Earlier in the race, I had worked out times to be at spots on the trail, which allowed me to get the loop done with 8 minutes to spare. This last loop I hit the first checkpoint two minutes behind my mark. I hit the second checkpoint 8 minutes behind my mark.

I hit the third checkpoint 15 minutes behind, a little past the cowbells clanging, my legs had no run left in them and there was a faint gentle breeze. I felt the calm ease of mind I reckon you feel when you done made peace with the inevitable at the end of everything.

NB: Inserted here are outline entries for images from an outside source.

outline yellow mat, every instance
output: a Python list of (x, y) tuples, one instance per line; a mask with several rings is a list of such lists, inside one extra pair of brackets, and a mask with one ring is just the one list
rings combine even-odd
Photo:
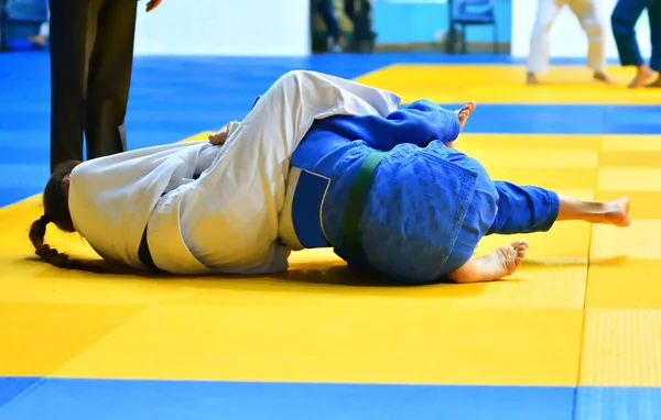
[(404, 102), (426, 98), (438, 103), (478, 99), (481, 103), (658, 104), (659, 89), (628, 89), (631, 68), (608, 69), (609, 86), (581, 66), (553, 66), (540, 85), (525, 85), (525, 67), (501, 65), (392, 65), (360, 81), (401, 93)]

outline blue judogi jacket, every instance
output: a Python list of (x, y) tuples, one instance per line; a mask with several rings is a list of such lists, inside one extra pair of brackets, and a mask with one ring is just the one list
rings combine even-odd
[[(440, 280), (470, 257), (453, 255), (456, 241), (477, 245), (496, 211), (496, 191), (478, 186), (484, 168), (444, 145), (458, 133), (457, 115), (426, 100), (387, 118), (316, 121), (292, 156), (283, 242), (293, 248), (333, 246), (349, 265), (401, 281)], [(362, 250), (356, 253), (344, 243), (345, 209), (358, 168), (376, 151), (389, 153), (375, 173), (359, 221)], [(480, 195), (481, 213), (467, 214), (476, 187), (494, 194)]]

Gary Cantrell makes special things. They aren’t just races, they’re experiments we get to conduct on our very souls. Everyone either quits or fights but ultimately everyone loses. It’s what we do with that information that makes us either stronger or chips a little bit of ourselves away.

There’s a bonfire Gary gets going every year as night rolls in to Bell Buckle, TN. It’s his fire and I mean by that, don’t mess with it unless you’re married to him. I once accidently burned my shoes trying to warm up my feet and he yelled at me, not for endangering myself but for putting something in the fire he didn’t want there.

There was moonshine and monkey shine and I don’t care how corny that sounds. It was a lovely place, a big circle of old friends and new friends and welcome strangers. I kept trying to find missing friends in the fire lit faces of these new people.

Jim was home tending his torn up feet, Catherine and Bill who are not married but really ought to be were home in Canada trying to get Tennessee out of their blood, Ray the K just ran 1800 miles for reasons no one can discern, Pat and Shannon who just had a baby they named Plexico. I missed them.

Don’t get me wrong, the new folks were nice enough. There were the two bearded Chris’, Rodney and Greg. I imagine world peace might happen with a bonfire and moonshine or a fist fight would break out and maybe a hockey game.

I drank a little moonshine with Durb and Waz. We had some cherries macerated in moonshine and moonshine sweetened with honey from Waz’s honeybee hives. I talked a while with Bill Schultz about a six day race he just did up in Alaska.

I had made Tim Dines late for dinner at Sir Pizza the night before so I could get some vegetarian brots and his wife cooked up for me and we shared them out to a few fellow vegetarians that night. I shared out most a my beer as well. It was such a pretty and cold night.

This year though, as the hours rolled on to late hours, the circle around the fire was mostly race wives and girlfriends too worried about their men out running through the night to want to tell stories and lie about races. They were thinking out the things their boys would need on the next loop.

I bugged Mike Melton and insulted Mike Dobies for a bit. Tim and Kathey Dines left early to rescue their son from a babysitter. I wandered back to a far field where my tent had been that year and brooded a bit and then pee’d on the spot. I went to bed around 10pm. It was really all that was left to do.

I’ve never done right by Gary in that I’ve never been smart about how I approached the race but I don’t reckon I need to, as my particular style has always been to run until there’s nothing left but heart and hands like that scene in Tin Cup where Costner keeps swinging at the stupidest shot ever just to be the guy who did it.

I’d rather run hard than smart. A man walks into a bar, lays down a 100 bucks and says I can out run all you mugs and then he asks the rummy sitting next to him to hold his wooden leg because that heavy old thing might slow him down. That guy would be me.

I headed home the next day around noon. Some people stayed later, some to the finish but I could see that the race would last a while and I needed to get home and to work the next day. Jeremy Ebel and Johan Steen ran 49 hours in total or 204 miles.

They both quit together. Johan had a flight out to Sweden that he couldn’t miss and Jeremy refused to win on a technicality. Gary, the race director is said to have cried actual tears. He then told them both that they had lost and the coveted entry to the Barkley Marathons would go to no one.

It’s funny to me how Gary’s compassion for Big is what got me here the first time, but the race itself has no mercy for the ill prepared or the witless, the fair minded or real good sports. This race, decidedly has got nothing to do with mercy.